Groot Koerkamp posted a proof of a lower bound on k-mer sampling density on his blog. Kille saw it and “reached out to say that he and his students had a draft of a paper with a very similar result,” Groot Koerkamp said. “We decided to merge our efforts. The collaboration made the project more fun, faster to complete, and with better results as well!”
“This is definitely one of the most collaborative projects I've been on,” said Kille. “When you have the right group of people, things can really just explode into results.”
He was particularly impressed with the work McAdams and Liu contributed. “It was shocking to me how much they worked on this and how much they contributed,” Kille said. “A lot of the time, I forgot that I was working with undergraduates.”
Liu, whose contributions included developing linear programs to verify lower bounds, said, “The project was an eye-opening experience and testament to how collaboration fuels success in research.”
It also made an indelible impression. “This project has greatly influenced my academic trajectory,” he said. “I am now applying to graduate programs to explore more challenges in bioinformatics and healthcare.”
McAdams wrote some of the proofs and provided conjectures, and he agreed that “It really was very collaborative.

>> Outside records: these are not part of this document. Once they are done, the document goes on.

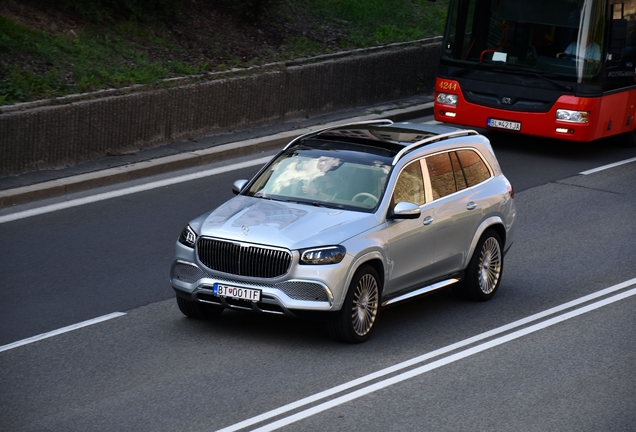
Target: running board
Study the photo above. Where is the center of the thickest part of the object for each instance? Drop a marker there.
(421, 291)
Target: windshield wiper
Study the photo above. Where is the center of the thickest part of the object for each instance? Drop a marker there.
(313, 203)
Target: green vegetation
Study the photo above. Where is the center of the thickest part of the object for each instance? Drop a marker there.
(118, 43)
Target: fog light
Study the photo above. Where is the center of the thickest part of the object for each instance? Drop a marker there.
(572, 116)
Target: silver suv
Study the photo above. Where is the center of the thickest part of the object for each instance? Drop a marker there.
(348, 220)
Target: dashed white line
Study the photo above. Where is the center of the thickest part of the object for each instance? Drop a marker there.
(605, 167)
(130, 190)
(61, 330)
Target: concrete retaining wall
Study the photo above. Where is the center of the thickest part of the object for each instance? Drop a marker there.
(58, 135)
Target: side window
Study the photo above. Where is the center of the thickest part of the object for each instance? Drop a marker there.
(410, 185)
(475, 169)
(460, 177)
(440, 170)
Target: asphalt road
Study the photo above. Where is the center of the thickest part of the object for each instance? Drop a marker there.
(434, 364)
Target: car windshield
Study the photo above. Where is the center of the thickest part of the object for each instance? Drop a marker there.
(556, 38)
(333, 175)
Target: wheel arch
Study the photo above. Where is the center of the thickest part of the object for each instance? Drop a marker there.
(495, 223)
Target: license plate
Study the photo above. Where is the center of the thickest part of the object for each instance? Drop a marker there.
(237, 293)
(504, 124)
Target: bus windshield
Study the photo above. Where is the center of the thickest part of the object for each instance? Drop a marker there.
(556, 38)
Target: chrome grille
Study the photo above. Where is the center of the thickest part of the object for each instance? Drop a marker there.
(243, 259)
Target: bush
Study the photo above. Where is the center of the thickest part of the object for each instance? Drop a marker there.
(250, 10)
(109, 10)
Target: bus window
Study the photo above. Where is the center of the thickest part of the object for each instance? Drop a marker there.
(621, 51)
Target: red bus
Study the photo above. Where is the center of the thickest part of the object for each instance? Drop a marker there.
(552, 68)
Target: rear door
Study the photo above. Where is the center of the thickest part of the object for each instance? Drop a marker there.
(410, 249)
(459, 205)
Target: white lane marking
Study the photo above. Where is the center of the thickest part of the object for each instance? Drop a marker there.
(604, 167)
(130, 190)
(442, 362)
(383, 372)
(60, 331)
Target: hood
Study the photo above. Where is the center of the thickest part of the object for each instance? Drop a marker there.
(289, 225)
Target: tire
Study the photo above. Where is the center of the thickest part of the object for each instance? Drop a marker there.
(197, 310)
(356, 320)
(628, 140)
(483, 274)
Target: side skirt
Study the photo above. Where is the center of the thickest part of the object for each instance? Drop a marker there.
(424, 290)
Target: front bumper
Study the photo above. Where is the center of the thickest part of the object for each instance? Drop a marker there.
(192, 282)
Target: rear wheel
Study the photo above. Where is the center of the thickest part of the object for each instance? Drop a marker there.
(194, 309)
(483, 274)
(355, 321)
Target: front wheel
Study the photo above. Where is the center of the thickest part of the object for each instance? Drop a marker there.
(483, 273)
(355, 321)
(197, 310)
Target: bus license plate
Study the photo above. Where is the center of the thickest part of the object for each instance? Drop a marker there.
(503, 124)
(237, 293)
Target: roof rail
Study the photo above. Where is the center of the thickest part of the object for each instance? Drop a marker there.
(432, 139)
(383, 122)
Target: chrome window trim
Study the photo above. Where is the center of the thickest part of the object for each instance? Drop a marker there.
(429, 140)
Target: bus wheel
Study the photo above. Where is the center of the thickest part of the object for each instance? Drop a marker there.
(627, 139)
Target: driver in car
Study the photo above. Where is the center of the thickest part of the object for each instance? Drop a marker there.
(327, 185)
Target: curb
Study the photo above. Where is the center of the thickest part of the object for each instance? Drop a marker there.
(151, 167)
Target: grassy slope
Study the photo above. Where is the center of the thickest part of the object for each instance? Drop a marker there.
(48, 51)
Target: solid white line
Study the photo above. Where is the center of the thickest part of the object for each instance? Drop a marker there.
(604, 167)
(131, 190)
(442, 362)
(383, 372)
(60, 331)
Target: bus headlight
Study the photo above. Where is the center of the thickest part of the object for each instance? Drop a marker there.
(572, 116)
(447, 99)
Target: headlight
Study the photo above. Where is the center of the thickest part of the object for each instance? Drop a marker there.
(323, 255)
(447, 99)
(188, 237)
(572, 116)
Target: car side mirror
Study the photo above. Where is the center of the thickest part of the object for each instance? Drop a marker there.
(405, 210)
(238, 186)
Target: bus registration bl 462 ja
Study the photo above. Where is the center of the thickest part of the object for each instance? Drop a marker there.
(504, 124)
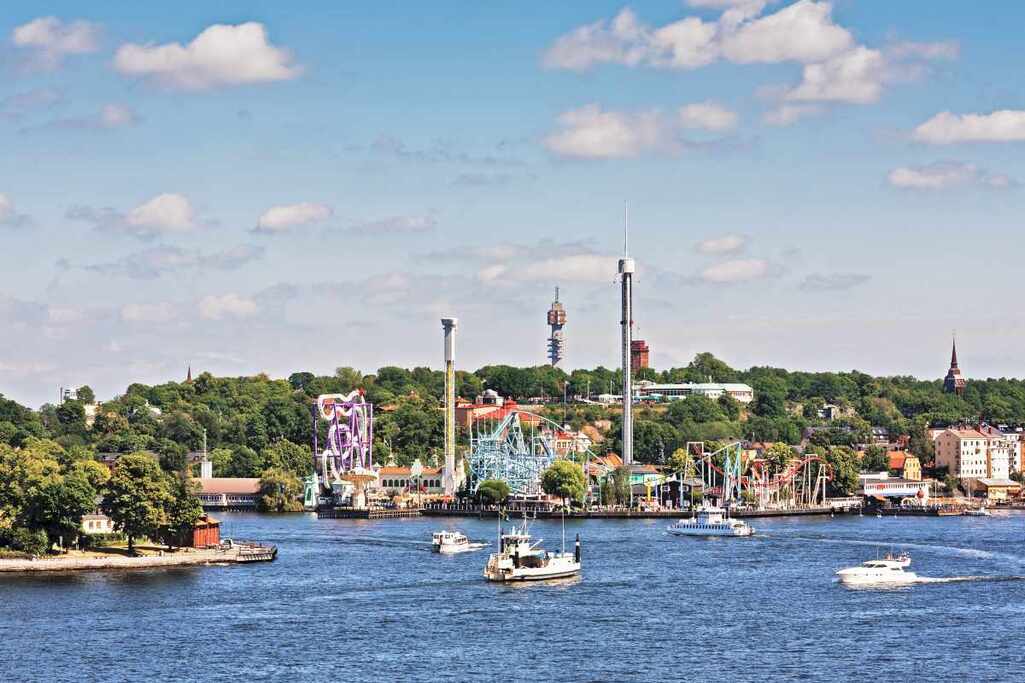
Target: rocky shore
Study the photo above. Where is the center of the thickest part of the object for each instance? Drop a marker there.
(238, 554)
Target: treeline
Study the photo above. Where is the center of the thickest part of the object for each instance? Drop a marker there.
(45, 490)
(254, 424)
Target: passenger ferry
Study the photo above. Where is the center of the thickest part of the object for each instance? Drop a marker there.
(710, 521)
(520, 559)
(450, 543)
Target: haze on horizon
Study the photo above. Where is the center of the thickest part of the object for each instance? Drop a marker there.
(251, 188)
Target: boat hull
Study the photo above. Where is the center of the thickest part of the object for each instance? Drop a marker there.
(904, 578)
(526, 574)
(726, 532)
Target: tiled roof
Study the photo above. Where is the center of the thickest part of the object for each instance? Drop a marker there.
(239, 485)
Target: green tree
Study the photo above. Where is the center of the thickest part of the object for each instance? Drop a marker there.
(136, 496)
(565, 479)
(493, 491)
(289, 456)
(56, 505)
(182, 510)
(280, 490)
(874, 459)
(845, 470)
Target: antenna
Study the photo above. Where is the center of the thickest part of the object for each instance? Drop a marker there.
(626, 229)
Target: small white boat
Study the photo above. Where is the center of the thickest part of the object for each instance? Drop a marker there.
(888, 571)
(520, 559)
(978, 512)
(710, 521)
(450, 543)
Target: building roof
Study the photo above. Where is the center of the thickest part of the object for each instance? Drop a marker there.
(388, 471)
(987, 482)
(967, 434)
(706, 386)
(240, 485)
(896, 459)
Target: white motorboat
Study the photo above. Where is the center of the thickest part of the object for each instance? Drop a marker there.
(450, 543)
(978, 512)
(521, 559)
(710, 521)
(888, 571)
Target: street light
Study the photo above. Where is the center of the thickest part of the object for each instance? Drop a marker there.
(415, 472)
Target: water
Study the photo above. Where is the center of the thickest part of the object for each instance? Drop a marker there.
(367, 600)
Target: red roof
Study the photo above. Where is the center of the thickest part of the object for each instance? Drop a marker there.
(405, 472)
(243, 485)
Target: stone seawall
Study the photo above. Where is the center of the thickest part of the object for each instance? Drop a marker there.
(186, 558)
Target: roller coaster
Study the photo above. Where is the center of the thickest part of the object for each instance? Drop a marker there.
(801, 482)
(508, 452)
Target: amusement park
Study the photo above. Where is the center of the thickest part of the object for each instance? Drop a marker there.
(516, 445)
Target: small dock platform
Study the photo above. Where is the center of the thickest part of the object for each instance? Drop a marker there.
(367, 513)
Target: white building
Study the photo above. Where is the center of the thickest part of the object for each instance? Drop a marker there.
(969, 453)
(712, 390)
(882, 485)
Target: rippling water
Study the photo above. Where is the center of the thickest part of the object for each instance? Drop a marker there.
(367, 600)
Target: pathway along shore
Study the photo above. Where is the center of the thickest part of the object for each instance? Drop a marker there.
(236, 555)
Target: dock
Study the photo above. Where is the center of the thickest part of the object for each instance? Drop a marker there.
(367, 513)
(467, 511)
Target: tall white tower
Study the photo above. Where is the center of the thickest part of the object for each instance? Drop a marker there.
(448, 475)
(626, 268)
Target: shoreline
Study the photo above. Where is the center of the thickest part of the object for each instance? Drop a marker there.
(179, 559)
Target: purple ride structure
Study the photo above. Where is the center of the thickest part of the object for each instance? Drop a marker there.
(343, 467)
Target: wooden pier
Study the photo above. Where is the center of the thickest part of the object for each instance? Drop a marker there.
(467, 511)
(367, 513)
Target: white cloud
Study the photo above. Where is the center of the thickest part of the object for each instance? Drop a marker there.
(589, 132)
(946, 174)
(397, 225)
(833, 281)
(949, 49)
(788, 114)
(148, 313)
(576, 268)
(150, 264)
(707, 115)
(9, 217)
(164, 213)
(117, 116)
(946, 128)
(281, 218)
(802, 32)
(740, 270)
(856, 77)
(53, 39)
(227, 306)
(724, 244)
(220, 55)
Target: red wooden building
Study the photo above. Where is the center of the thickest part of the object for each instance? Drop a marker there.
(206, 532)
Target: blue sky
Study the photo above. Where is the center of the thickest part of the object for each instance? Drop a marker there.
(253, 188)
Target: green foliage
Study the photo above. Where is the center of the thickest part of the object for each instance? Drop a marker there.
(182, 509)
(136, 496)
(493, 491)
(565, 479)
(874, 459)
(280, 490)
(845, 470)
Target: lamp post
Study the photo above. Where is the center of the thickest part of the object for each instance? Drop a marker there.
(416, 471)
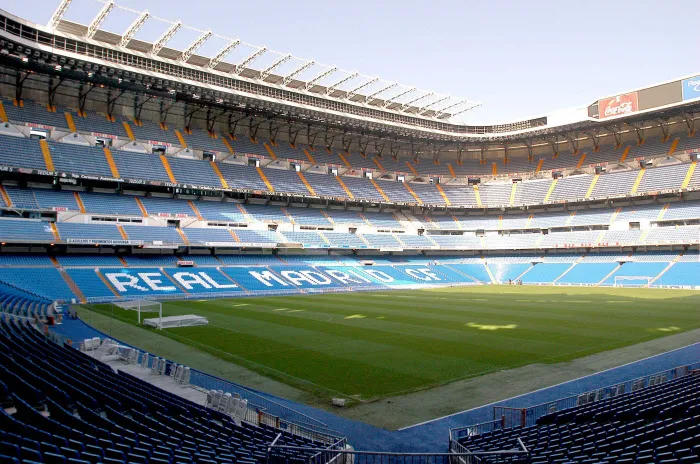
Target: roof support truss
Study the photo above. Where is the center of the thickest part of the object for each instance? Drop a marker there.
(167, 35)
(443, 111)
(396, 97)
(416, 100)
(353, 92)
(58, 14)
(427, 107)
(320, 76)
(219, 57)
(194, 46)
(371, 97)
(332, 88)
(290, 77)
(99, 19)
(264, 74)
(134, 28)
(249, 59)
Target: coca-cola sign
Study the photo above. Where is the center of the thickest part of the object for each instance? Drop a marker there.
(691, 88)
(618, 106)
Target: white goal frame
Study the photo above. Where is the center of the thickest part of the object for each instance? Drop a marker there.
(619, 281)
(142, 305)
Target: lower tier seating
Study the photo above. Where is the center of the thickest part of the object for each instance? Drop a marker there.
(67, 407)
(658, 424)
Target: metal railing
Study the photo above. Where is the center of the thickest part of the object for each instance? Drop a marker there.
(279, 454)
(508, 417)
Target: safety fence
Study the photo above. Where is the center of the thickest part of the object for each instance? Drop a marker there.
(340, 454)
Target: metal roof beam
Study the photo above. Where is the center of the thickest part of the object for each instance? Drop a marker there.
(58, 14)
(223, 53)
(321, 75)
(134, 28)
(194, 46)
(353, 92)
(471, 106)
(167, 35)
(333, 87)
(264, 74)
(427, 107)
(442, 111)
(243, 64)
(464, 110)
(369, 98)
(99, 19)
(290, 77)
(416, 100)
(392, 99)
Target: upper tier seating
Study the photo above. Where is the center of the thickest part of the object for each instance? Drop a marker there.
(657, 424)
(35, 113)
(98, 123)
(150, 131)
(80, 159)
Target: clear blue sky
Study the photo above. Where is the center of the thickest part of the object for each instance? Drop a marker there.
(519, 58)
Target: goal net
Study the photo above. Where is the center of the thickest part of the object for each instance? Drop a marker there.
(633, 281)
(140, 306)
(185, 320)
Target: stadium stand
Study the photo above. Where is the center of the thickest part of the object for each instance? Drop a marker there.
(122, 418)
(656, 424)
(100, 207)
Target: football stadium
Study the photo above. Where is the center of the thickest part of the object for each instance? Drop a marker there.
(249, 257)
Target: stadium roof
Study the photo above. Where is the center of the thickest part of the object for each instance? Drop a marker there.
(267, 66)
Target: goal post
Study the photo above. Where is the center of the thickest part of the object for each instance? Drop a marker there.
(633, 281)
(142, 305)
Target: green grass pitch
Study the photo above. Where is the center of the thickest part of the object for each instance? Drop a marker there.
(372, 345)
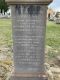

It felt very open.” His enthusiasm led him to willingly “stay up [late] when I was particularly interested in one aspect and wanted to find a good proof for it.”
Treangen was also impressed with Liu’s and McAdams’ work. “It was very unique, and a great example of the impactful research that undergrads can do at Rice,” he said. He added that undergraduate contributions to research are not uncommon, but they do not always result in co-authorship on a published paper.
Treangen leads a recently formed Office of Undergraduate Research and Inquiry (OURI) VIP-supported research team called GenomeSleuths, which is designed to provide similar experiences to Rice undergraduates who are interested in computational biology and algorithms.
“Everybody contributed to every part of the paper, which was really nice,” said Kille. “Working on what was supposed to be a fun math summer problem turned into something really useful.”
This work was supported by the National Library of Medicine Training Program in Biomedical Informatics and Data Science [T15LM007093 to Bryce Kille], the National Institute of Allergy and Infectious Diseases [P01-AI152999 to Todd Treangen], the National Science Foundation awards [IIS-2239114 and EF-2126387 to Todd Treangen], ETH Research Grant ETH-1721-1 [to Gunnar Rätsch], and the Ken Kennedy Institute at Rice.